Liberate dall’abitudine di cui le abbiamo rivestite!
Forse solo
i bambini hanno libero accesso nel mercato della bellezza e della meraviglia.
Aveva ragione il Piccolo Principe: ai grandi non puoi dire che una cosa è bella, devi dire loro quanto vale. Altrimenti non intendono.
Smarrire
la passione per lo stupore – affermando che questa passione è solo perdita di
tempo perché non monetizzabile – è una scelta rischiosa perché significa
abbandonare l’uomo da solo in balia dell’abitudine. E sposare l’abitudine –
prendendo a prestito parole di Peguy – significa pagare una morte a rate!

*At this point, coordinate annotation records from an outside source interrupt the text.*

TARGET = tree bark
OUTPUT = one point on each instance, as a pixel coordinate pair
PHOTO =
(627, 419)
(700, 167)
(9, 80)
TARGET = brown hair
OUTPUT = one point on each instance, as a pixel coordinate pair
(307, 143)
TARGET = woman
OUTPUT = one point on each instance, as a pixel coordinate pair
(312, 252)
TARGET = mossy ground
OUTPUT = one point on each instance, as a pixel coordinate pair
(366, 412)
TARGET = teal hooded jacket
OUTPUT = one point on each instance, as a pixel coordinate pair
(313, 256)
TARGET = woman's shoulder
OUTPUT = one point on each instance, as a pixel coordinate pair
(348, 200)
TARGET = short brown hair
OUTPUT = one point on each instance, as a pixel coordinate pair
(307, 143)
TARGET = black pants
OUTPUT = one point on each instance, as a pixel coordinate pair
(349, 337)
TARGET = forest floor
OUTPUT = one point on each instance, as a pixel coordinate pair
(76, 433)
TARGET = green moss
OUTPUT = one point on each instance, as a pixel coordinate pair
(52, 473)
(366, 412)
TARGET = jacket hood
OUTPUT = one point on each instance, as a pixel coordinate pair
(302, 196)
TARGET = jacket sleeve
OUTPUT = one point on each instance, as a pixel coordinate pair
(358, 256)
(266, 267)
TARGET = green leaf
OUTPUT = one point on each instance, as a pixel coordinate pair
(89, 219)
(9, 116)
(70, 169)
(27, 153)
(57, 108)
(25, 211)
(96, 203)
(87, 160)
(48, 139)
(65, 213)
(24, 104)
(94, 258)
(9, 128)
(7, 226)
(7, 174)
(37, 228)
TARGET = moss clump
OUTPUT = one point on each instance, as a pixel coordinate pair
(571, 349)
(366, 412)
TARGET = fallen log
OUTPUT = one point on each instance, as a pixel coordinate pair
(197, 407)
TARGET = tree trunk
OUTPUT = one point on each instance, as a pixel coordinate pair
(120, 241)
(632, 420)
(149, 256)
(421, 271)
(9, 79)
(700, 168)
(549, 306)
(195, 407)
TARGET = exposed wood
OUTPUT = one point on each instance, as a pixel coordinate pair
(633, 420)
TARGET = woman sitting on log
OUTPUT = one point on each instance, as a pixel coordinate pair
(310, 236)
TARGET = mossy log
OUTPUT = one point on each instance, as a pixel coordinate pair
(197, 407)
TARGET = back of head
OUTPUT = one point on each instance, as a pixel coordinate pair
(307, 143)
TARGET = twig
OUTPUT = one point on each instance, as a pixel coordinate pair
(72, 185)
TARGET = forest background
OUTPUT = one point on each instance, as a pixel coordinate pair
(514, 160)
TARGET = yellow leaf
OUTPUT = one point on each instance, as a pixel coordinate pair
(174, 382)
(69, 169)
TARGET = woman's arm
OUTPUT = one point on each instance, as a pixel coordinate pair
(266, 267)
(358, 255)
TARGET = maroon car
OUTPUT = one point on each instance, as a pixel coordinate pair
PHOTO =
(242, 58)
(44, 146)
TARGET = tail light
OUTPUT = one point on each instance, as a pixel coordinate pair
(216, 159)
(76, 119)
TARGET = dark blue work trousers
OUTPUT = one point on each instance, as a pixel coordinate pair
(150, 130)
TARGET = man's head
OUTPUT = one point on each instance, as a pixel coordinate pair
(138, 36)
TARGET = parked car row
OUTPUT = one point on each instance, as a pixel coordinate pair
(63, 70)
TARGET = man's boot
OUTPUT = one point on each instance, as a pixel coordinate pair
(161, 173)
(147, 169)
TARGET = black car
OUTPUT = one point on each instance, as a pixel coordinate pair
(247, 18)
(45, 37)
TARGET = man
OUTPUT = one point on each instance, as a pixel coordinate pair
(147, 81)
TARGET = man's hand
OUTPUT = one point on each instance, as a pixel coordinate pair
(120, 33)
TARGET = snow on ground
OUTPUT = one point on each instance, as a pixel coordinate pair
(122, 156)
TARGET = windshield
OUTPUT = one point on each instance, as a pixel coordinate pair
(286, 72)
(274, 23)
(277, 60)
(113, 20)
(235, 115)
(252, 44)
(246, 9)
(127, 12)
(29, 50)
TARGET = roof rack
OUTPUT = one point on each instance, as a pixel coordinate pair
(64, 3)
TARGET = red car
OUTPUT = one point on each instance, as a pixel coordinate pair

Quando invece l’uomo avrebbe l’occasione di risorgere tutti i giorni, di far
ardere la storia e di lasciarsi ardere dalla storia.
Un pugno
di bambini si stupiscono di campanacci che risuonano nella vallata: l’uomo
fatica a lasciarsi conquistare dalla bellezza intera. Forse che la modernità
non possiede più un suo entusiasmo?
Converrebbe
pure a noi, al pari degli animali, intraprendere una transumanza, cioè trasferire la nostra residenza. Spostarci: da una
terra che ci vorrebbe vagabondi – perché annusiamo il suo profumo inospitale –
verso una terra promessa che sappia darci la possibilità di attendere e di
sperare. Cioè di saperci incantare di fronte alla vita.
Come
quella ciurma di bambini sulla mulattiera di Marcesina.